Additionally, the study’s context and sample size conducted within a single medical city in Saudi Arabia, which may limit the generalizability of the findings. Future research could involve multiple sites and diverse EMS settings to enhance the applicability of the results. Given the positive outcomes observed, future research could include longitudinal studies to examine the long-term impact of simulation training on paramedics’ career progression and patient care practices. Exploring the integration of simulation training with other educational strategies could also offer insights into the most effective approaches for EMS education. Additionally, qualitative studies could provide a deeper understanding of paramedics’ experiences with simulation training, shedding light on areas for further improvement.

Conclusion

In conclusion, the study underscores the value of simulation-based training in the EMS field.
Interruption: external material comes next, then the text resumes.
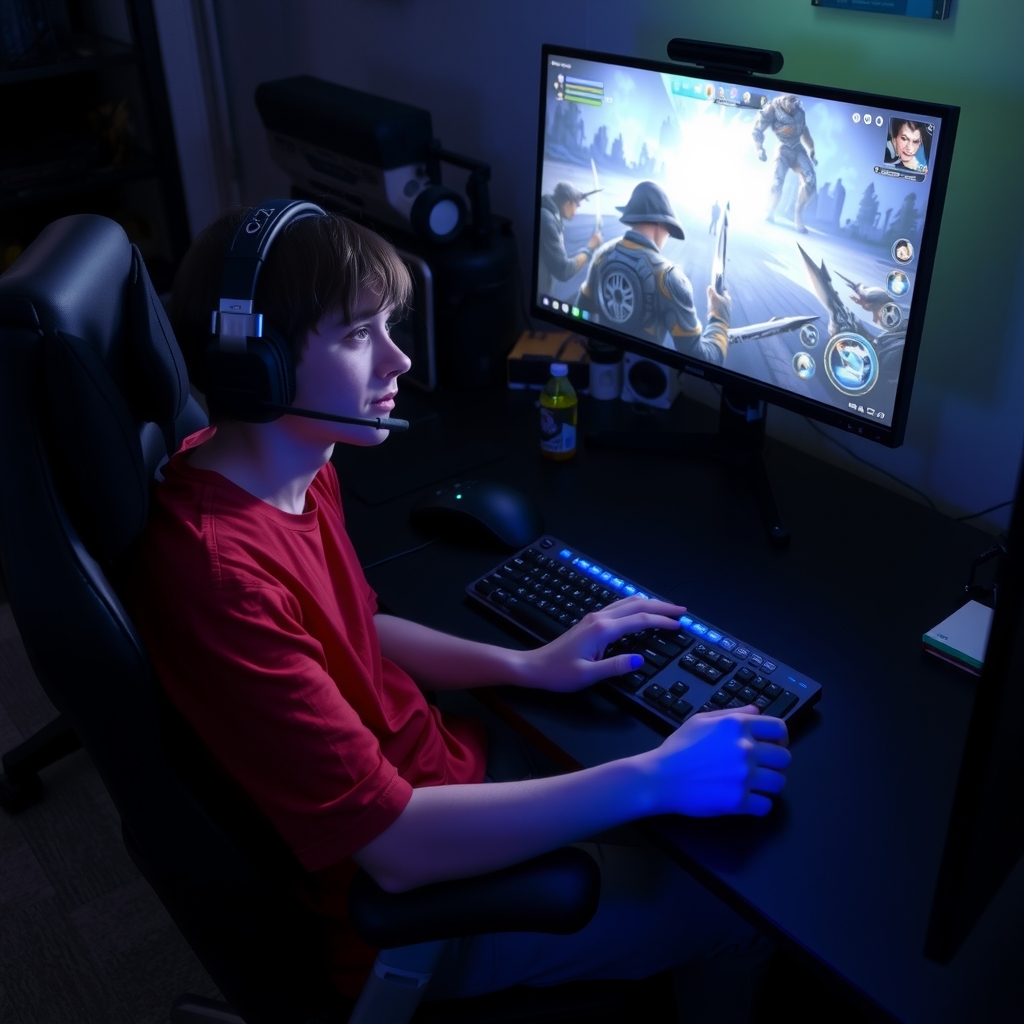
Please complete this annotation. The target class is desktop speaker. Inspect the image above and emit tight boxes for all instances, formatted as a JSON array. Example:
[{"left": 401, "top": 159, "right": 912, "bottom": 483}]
[{"left": 622, "top": 352, "right": 680, "bottom": 409}]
The findings of the study supported the strategic use of simulation programs to enhance and maintain the skills of EMS personnel, as participants in this study reported positive feedback and high level of satisfaction with research experience. Demographics and professional information of the participants were not significantly associated with the satisfaction level with simulation experience, indicating a broad acceptance and appreciation of the simulation program despite professional levels. By continuing to explore and refine simulation training, EMS education can evolve to meet the challenges of the modern healthcare, ultimately leading to better patient care and outcomes.